In a nutshell, the flaw gives attackers the ability to perform malicious actions on a mounted filesystem without ever alerting the user. Here are the technical details from the Project Zero team:
XNU has various interfaces that permit creating copy-on-write copies of data
between processes, including out-of-line message descriptors in mach messages.
It is important that the copied memory is protected against later modifications
by the source process; otherwise, the source process might be able to exploit
double-reads in the destination process.
This copy-on-write behavior works not only with anonymous memory, but also with
file mappings. This means that, after the destination process has started
reading from the transferred memory area, memory pressure can cause the pages
holding the transferred memory to be evicted from the page cache. Later, when
the evicted pages are needed again, they can be reloaded from the backing
This means that if an attacker can mutate an on-disk file without informing the
virtual management subsystem, this is a security bug. MacOS permits normal users to mount filesystem images. When a mounted filesystem image is mutated directly (e.g. by calling pwrite() on the filesystem image), this information is not propagated into the mounted filesystem.
Project Zero also provides a proof-of-concept that demonstrates the problem.
Apple working on a fix
Apple was notified of this problem last November, and although it is yet to issue a fix, it has at least acknowledged the flaw.
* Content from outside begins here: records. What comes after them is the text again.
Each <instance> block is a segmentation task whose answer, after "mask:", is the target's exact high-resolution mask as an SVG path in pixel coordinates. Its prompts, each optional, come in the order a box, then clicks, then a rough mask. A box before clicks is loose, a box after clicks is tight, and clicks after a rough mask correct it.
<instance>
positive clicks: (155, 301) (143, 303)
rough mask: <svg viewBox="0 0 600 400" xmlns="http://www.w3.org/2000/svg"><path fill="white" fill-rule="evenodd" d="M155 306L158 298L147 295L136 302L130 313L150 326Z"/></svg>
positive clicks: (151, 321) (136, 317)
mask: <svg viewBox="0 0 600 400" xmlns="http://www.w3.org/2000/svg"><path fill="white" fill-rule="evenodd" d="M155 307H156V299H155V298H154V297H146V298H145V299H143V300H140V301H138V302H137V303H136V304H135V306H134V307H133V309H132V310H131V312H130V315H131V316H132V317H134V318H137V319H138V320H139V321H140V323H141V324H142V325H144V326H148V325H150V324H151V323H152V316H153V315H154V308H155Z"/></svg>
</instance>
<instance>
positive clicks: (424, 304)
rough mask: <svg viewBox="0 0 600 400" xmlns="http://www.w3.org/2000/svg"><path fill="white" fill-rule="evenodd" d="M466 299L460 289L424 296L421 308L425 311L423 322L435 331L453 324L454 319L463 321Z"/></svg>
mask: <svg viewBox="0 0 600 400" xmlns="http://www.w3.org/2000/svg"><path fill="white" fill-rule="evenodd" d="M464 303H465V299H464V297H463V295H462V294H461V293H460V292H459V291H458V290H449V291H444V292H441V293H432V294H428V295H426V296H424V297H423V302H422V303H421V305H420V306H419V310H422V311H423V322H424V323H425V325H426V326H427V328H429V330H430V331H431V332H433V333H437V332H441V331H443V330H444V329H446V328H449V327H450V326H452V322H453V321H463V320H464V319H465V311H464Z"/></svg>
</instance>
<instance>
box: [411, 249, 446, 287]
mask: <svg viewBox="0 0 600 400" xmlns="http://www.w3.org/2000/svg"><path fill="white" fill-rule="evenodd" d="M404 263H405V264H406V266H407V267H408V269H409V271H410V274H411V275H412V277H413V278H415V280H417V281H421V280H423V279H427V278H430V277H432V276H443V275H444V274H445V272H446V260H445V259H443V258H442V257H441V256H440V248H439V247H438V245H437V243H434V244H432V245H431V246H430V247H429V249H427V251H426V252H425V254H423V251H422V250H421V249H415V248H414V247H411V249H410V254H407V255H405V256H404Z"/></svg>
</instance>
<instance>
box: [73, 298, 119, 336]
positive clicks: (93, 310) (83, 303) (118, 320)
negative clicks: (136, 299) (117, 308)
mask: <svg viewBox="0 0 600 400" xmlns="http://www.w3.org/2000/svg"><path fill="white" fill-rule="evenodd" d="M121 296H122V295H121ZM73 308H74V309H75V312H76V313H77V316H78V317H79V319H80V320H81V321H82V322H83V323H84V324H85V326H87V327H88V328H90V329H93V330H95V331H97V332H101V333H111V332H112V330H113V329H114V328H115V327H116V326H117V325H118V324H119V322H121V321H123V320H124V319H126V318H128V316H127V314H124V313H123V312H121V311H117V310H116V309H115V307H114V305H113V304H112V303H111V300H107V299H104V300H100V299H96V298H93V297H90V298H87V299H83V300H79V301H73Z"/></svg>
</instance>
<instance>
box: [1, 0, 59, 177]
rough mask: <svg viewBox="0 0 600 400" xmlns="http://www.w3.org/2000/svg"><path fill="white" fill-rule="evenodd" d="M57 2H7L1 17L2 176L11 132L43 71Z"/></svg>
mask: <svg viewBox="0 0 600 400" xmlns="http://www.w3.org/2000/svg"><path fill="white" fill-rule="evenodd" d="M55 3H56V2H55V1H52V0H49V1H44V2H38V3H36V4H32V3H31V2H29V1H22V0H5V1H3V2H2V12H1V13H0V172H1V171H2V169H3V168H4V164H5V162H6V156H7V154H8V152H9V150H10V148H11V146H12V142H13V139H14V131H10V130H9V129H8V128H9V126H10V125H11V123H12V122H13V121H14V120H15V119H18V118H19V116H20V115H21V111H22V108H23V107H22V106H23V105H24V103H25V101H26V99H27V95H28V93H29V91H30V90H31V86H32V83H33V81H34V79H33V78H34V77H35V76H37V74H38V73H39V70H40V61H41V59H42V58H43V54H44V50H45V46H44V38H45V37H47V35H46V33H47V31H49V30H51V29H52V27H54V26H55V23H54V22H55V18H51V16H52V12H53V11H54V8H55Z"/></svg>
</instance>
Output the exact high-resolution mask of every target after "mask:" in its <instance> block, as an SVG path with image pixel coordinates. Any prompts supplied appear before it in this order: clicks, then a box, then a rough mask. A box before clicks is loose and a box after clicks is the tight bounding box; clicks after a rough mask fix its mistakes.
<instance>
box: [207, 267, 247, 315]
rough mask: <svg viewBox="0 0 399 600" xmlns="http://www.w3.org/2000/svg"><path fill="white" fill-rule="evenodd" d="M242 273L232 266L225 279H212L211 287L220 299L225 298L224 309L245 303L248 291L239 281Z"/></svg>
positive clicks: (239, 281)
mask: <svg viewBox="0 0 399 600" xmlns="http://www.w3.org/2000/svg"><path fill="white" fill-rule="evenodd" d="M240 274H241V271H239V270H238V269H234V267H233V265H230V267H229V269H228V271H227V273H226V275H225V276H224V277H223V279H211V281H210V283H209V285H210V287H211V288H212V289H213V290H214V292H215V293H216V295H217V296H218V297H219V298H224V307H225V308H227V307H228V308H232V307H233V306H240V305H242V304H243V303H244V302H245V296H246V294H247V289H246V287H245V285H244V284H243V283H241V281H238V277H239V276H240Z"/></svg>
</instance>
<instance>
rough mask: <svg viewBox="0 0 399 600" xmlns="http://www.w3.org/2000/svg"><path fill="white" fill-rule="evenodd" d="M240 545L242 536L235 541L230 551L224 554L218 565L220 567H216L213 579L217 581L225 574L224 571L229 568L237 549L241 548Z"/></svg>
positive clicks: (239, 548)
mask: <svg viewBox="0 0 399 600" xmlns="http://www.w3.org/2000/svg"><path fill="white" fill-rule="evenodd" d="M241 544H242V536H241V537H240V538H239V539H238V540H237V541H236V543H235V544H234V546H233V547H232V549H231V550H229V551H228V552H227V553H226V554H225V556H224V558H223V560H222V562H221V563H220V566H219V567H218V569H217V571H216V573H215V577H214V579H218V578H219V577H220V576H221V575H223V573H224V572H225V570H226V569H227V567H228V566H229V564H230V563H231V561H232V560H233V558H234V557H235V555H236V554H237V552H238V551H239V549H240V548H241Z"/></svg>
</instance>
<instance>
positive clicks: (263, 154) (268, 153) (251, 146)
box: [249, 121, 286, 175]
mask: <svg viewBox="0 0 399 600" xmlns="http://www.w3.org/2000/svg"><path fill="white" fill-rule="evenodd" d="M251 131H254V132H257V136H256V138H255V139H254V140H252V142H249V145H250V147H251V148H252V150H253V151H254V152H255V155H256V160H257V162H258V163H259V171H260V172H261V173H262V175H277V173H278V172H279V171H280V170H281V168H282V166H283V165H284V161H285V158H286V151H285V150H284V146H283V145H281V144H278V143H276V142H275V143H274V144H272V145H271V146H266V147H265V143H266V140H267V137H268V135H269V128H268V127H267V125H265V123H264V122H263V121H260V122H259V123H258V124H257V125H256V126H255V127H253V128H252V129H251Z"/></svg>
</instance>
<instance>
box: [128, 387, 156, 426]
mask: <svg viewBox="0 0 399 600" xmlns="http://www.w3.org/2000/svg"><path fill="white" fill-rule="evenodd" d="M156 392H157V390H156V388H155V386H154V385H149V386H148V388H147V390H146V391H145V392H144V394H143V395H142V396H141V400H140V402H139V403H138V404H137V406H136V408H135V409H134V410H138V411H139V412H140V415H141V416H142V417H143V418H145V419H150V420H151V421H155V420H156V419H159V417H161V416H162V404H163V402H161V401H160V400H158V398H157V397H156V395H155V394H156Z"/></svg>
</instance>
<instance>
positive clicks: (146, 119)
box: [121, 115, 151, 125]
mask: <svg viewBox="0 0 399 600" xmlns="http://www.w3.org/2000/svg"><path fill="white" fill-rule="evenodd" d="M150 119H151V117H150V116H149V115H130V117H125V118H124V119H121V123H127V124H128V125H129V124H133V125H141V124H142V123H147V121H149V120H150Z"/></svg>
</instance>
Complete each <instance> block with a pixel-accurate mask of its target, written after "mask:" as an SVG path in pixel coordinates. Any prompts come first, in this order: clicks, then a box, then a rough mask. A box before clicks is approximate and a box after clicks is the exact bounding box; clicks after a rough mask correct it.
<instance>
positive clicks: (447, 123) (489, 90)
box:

It is now working with Project Zero on a patch that will be available in a future macOS update.
The details of this flaw surfaced just days after security researcher Linuz Henze confirmed he has also provided Apple with details of another macOS vulnerability, which allows Keychain usernames and passwords to be stolen without administrator access.
Henze has also provided Apple with a patch, but the fix is yet to make its way to macOS users.